It is generally possible to transfer Dutch vested benefits to a Swiss pension fund or vested benefits foundation. You have to be employed in Switzerland for at least 5 years before the transfer in order for the benefits to be exempted from Dutch taxes. The transfer is tax-neutral, meaning you won't pay Swiss income tax on the incoming money because it is going to the pension fund or foundation and not to you. You also won't pay Swiss wealth tax as long as it stays in the pension fund or vested benefits foundation.
One important thing to consider is that voluntary payments into a Swiss pension fund generally can't be withdrawn to buy a house until after 3 years from the time they are made. Check with your pension fund whether the transfer would be considered a voluntary purchase of pension benefits. If it is (as I imagine it is) you may still be able to pledge these benefits to indirectly amortize a mortgage. If you are planning to retire in 2021, then the question would be more: does the Swiss pension fund let you withdraw these benefits as a lump sum when you retire or do they have to stay in the fund in exchange for a pension? Most Swiss pension funds let you withdraw voluntary benefits as a lump sum when you retire, so this shouldn't be a problem, but it is worth checking to be safe.

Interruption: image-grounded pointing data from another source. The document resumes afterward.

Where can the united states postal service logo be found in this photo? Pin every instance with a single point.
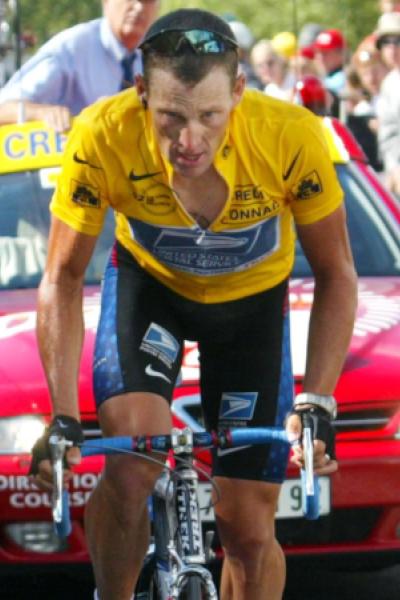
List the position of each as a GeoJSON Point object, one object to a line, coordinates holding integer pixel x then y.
{"type": "Point", "coordinates": [238, 406]}
{"type": "Point", "coordinates": [162, 342]}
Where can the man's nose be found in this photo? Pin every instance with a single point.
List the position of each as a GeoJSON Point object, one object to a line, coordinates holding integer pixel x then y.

If you plan to buy a house in Switzerland, the main consideration is whether the Dutch or Swiss capital withdrawal tax is lower. In Switzerland, the amount of capital withdrawal tax you pay when you withdraw pension benefits depends on which canton you are tax resident in. This is true for early withdrawals to buy a property, or for regular withdrawals when you retire. Ticino's tax rate is on the higher average end. The tax rate is most relevant for large benefit withdrawals (say, 500,000 francs or more). Below that the difference would generally be a few thousand francs more or less (not enough incentive to relocate).